Empecé a acondicionar la cabaña, sin prisas, a veces con la ayuda de Lee. Jamás quedaría tan reluciente como las casas que se ven en los anuncios de televisión, pero la parte izquierda quedó bastante despejada, y ya no se confundía con los matorrales que casi la habían engullido por completo. Antes de la guerra, nunca me habían gustado demasiado las tareas domésticas, pero ahora me sentía muy orgullosa del resultado que estábamos obteniendo.
Aquel día, sin embargo, con el incidente del convoy tan reciente, no me apetecía nada seguir con mis tareas de acondicionamiento. Así que me quedé allí sentada, recostada sobre el cálido pecho de Lee. Dejé que sus largos brazos me rodearan y que sus delicados dedos de músico hiciesen lo que quisieran. Yo esperaba que, si me abrazaba con la suficiente fuerza y me acariciaba con la suficiente pasión, pudiera sentir que aún estábamos vivos. Quizá de este modo también ahuyentaría la sombra. Hacía un día frío y gris; y yo me sentía igual de fría y gris por dentro.

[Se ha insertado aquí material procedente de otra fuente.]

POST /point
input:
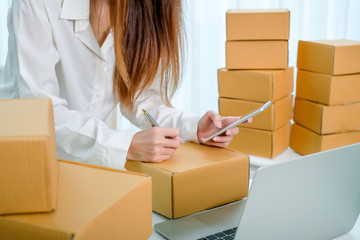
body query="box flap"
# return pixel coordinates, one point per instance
(161, 182)
(84, 193)
(255, 85)
(28, 155)
(183, 158)
(27, 117)
(198, 189)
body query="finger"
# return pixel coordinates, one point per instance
(229, 120)
(167, 152)
(222, 139)
(215, 118)
(232, 131)
(179, 139)
(160, 158)
(250, 120)
(169, 132)
(171, 143)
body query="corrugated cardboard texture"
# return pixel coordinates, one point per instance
(267, 144)
(28, 174)
(257, 24)
(278, 114)
(93, 203)
(258, 86)
(256, 54)
(305, 141)
(324, 119)
(328, 89)
(201, 177)
(334, 57)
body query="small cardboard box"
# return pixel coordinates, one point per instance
(261, 143)
(258, 86)
(196, 178)
(28, 174)
(305, 141)
(324, 119)
(328, 89)
(94, 203)
(276, 115)
(256, 54)
(334, 57)
(257, 24)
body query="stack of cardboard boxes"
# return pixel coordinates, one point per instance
(257, 71)
(327, 104)
(42, 198)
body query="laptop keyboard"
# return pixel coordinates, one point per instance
(224, 235)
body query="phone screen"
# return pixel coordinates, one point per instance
(241, 120)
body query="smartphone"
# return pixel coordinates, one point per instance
(241, 120)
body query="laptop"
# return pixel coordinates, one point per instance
(312, 197)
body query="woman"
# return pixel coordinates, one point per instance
(88, 55)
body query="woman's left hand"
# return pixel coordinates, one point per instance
(212, 122)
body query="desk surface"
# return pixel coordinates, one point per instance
(256, 162)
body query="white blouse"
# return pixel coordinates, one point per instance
(53, 54)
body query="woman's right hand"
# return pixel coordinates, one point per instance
(154, 145)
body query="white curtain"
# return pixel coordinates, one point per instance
(205, 27)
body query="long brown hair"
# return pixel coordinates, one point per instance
(148, 38)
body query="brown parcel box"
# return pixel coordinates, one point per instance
(324, 119)
(195, 178)
(261, 143)
(256, 54)
(334, 57)
(28, 174)
(276, 115)
(305, 141)
(328, 89)
(257, 24)
(93, 203)
(258, 86)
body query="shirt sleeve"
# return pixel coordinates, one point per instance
(34, 57)
(150, 100)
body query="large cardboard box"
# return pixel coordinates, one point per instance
(94, 203)
(256, 54)
(305, 141)
(276, 115)
(267, 144)
(328, 89)
(334, 57)
(324, 119)
(195, 178)
(258, 86)
(28, 174)
(257, 24)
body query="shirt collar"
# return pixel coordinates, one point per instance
(75, 9)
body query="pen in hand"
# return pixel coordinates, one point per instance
(151, 121)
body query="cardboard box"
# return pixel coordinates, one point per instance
(267, 144)
(257, 24)
(28, 174)
(328, 89)
(305, 141)
(94, 203)
(324, 119)
(258, 86)
(256, 54)
(196, 178)
(276, 115)
(334, 57)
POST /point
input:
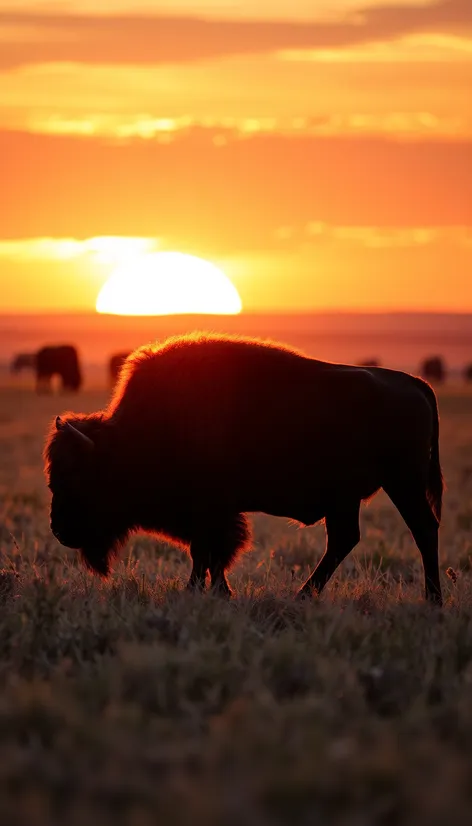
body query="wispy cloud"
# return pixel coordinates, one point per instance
(102, 249)
(142, 39)
(221, 131)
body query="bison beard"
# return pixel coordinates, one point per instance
(204, 429)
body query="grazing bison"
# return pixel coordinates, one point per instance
(62, 361)
(114, 366)
(23, 361)
(203, 429)
(433, 369)
(369, 363)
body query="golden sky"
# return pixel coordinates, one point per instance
(319, 152)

No llegamos a hablar del ataque al convoy; y me refiero a todos, no solo a Lee y a mí. Aquello no era lo habitual, porque solíamos hablar con mucho fervor sobre cualquier cosa que pasara. Puede que lo de esta vez hubiese sido demasiado. No tanto lo de volar los camiones; eso fue bastante fuerte, pero no muy distinto de lo del puente: intenso, espectacular, emocionante. No, eran nuestras decisiones personales las que nos lo ponían difícil: que Homer nos ocultara lo del arma y disparara al enemigo; que yo rematara al soldado herido. Esas acciones eran tan íntimas para mí que no me veía capaz de hablar de ellas. Habría sido como hablar de mi propia sangre.

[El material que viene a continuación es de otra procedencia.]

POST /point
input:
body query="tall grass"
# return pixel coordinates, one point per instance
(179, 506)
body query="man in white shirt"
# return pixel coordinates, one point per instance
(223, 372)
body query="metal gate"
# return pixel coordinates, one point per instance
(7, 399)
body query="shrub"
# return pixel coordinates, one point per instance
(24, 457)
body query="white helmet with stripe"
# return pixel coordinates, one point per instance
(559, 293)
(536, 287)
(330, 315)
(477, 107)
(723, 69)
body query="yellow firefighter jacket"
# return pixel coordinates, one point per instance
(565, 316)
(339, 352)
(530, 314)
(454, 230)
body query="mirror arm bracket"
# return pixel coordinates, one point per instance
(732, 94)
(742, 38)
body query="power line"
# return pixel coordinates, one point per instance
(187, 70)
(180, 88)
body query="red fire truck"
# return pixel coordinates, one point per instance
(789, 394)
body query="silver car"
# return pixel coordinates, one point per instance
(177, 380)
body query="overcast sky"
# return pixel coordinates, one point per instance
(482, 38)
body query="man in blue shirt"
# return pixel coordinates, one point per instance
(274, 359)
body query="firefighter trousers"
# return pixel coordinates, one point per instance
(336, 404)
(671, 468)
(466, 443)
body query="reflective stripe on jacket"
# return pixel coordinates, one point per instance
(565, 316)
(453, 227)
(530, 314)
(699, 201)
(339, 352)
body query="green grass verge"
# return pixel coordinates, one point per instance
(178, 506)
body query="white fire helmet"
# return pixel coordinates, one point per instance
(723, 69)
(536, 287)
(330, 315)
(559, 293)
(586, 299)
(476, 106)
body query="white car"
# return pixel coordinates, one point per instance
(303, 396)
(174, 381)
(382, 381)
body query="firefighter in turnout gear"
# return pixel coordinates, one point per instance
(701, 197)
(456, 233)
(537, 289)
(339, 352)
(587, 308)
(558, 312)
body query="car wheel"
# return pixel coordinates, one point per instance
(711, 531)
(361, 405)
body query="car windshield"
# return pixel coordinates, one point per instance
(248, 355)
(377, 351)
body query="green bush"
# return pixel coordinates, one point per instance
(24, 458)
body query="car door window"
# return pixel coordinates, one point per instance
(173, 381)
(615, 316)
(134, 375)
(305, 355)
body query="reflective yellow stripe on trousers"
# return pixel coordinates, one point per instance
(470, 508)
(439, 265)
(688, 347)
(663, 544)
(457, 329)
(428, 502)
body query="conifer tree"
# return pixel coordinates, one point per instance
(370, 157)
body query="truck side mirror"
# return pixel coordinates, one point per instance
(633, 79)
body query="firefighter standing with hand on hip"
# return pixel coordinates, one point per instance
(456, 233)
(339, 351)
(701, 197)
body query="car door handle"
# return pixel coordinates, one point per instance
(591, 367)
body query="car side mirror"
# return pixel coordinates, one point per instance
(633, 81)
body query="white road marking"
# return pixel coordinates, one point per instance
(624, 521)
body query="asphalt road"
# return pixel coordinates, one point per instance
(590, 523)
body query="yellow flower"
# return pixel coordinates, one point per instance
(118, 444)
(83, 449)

Al menos, Lee y yo hablamos de cosas reales aquel día, cosas que nos importaban.
—¿Cómo te encuentras desde el gran tiroteo? —preguntó.
—No lo sé. Ya no sé cómo me siento.
—Pero, aún sientes cosas, ¿verdad? —Tenía la mano bajo mi camiseta y me acariciaba el vientre.
Yo sonreí.
—Claro. Alguna siento. Pero diría que últimamente son todas negativas.
Hubo una pausa que se prolongó casi un minuto, hasta que Lee preguntó:
—¿Por ejemplo?
—Miedo. Rabia. Depresión. ¿Te sirven?